Impedimetric toxicity assay in microfluidics using free and liposome-encapsulated anticancer drugs

From

Department of Micro- and Nanotechnology, Technical University of Denmark1

Nanoprobes, Department of Micro- and Nanotechnology, Technical University of Denmark2

University of Siena3

Molecular Windows, Department of Micro- and Nanotechnology, Technical University of Denmark4

Colloids and Biological Interfaces, Department of Micro- and Nanotechnology, Technical University of Denmark5

Bioanalytics, Department of Micro- and Nanotechnology, Technical University of Denmark6

Polytechnic University of Milan7

University of Genoa8

In this work, we have developed a microfluidic cytotoxicity assay for a cell culture and detection platform, which enables both fluid handling and electrochemical/optical detection. The cytotoxic effect of anticancer drugs doxorubicin (DOX), oxaliplatin (OX) as well as OX-loaded liposomes, developed for targeted drug delivery, was evaluated using real-time impedance monitoring.

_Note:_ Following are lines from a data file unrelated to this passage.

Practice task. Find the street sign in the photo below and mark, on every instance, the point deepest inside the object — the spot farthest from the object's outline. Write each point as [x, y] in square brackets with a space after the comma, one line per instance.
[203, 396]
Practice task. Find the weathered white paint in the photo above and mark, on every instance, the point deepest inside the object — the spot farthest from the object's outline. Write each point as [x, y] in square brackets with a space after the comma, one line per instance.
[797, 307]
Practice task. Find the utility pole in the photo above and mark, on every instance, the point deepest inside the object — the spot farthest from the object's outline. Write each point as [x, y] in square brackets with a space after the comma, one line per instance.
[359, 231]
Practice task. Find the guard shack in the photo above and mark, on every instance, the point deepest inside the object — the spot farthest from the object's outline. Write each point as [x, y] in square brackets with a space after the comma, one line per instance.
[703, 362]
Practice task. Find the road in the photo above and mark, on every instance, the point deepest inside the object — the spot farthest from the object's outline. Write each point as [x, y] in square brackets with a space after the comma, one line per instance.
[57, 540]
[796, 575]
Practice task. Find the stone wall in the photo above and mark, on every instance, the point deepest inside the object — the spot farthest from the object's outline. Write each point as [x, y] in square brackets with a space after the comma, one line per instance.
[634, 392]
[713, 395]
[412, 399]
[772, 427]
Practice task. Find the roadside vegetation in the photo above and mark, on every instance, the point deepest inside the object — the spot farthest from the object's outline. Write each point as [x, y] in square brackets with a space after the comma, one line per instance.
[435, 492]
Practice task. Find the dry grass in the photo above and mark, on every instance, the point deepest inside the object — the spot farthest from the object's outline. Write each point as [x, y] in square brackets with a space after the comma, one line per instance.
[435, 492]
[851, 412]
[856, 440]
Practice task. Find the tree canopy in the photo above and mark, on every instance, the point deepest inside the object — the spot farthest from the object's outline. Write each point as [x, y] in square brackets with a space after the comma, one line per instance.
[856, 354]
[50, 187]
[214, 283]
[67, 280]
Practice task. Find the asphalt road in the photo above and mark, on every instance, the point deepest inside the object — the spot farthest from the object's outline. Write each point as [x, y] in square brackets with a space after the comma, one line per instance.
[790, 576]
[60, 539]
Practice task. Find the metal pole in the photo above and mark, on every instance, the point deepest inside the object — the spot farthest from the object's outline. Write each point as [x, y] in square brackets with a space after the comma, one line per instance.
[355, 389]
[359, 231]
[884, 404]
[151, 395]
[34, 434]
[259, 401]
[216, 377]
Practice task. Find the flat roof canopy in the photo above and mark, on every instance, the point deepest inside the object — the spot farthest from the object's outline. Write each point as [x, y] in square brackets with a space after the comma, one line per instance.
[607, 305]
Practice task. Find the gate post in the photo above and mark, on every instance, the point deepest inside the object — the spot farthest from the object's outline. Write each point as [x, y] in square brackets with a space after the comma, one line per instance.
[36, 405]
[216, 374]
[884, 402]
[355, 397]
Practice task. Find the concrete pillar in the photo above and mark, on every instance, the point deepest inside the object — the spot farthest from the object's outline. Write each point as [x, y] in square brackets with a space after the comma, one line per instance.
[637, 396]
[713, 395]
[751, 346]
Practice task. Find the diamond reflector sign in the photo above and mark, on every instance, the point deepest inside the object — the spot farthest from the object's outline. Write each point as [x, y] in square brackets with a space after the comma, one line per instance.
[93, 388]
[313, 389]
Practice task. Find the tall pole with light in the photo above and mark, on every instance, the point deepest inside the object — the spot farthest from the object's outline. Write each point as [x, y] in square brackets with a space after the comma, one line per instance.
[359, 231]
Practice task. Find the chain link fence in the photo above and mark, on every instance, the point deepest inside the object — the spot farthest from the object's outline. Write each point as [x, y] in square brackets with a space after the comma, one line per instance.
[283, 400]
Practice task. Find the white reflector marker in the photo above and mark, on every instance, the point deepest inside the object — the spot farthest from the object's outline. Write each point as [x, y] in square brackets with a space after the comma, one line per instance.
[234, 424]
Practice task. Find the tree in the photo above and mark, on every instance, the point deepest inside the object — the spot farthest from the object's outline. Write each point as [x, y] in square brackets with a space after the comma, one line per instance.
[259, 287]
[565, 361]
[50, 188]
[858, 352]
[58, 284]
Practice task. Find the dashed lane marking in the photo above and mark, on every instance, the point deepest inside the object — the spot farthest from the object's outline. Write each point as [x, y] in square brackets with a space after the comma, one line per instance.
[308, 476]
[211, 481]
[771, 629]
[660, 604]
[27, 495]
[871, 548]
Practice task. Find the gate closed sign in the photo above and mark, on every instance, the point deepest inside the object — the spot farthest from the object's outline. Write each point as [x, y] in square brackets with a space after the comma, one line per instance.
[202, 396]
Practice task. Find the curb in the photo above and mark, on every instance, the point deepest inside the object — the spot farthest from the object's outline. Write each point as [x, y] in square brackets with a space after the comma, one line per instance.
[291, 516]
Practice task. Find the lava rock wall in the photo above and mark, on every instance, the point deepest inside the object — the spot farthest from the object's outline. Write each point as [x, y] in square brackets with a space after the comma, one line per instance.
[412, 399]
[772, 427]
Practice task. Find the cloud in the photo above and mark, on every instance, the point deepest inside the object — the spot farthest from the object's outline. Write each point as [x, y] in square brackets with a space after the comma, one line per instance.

The time-dependent effect of DOX on HeLa cells was monitored and found to have a delayed onset of cytotoxicity in microfluidics compared with static culture conditions based on data obtained in our previous study. The result of a fluorescent microscopic annexin V/propidium iodide assay, performed in microfluidics, confirmed the outcome of the real-time impedance assay.

In addition, the response of HeLa cells to OX-induced cytotoxicity proved to be slower than toxicity induced by DOX. A difference in the time-dependent cytotoxic response of fibrosarcoma cells (HT1080) to free OX and OX-loaded liposomes was observed and attributed to incomplete degradation of the liposomes, which results in lower drug availability.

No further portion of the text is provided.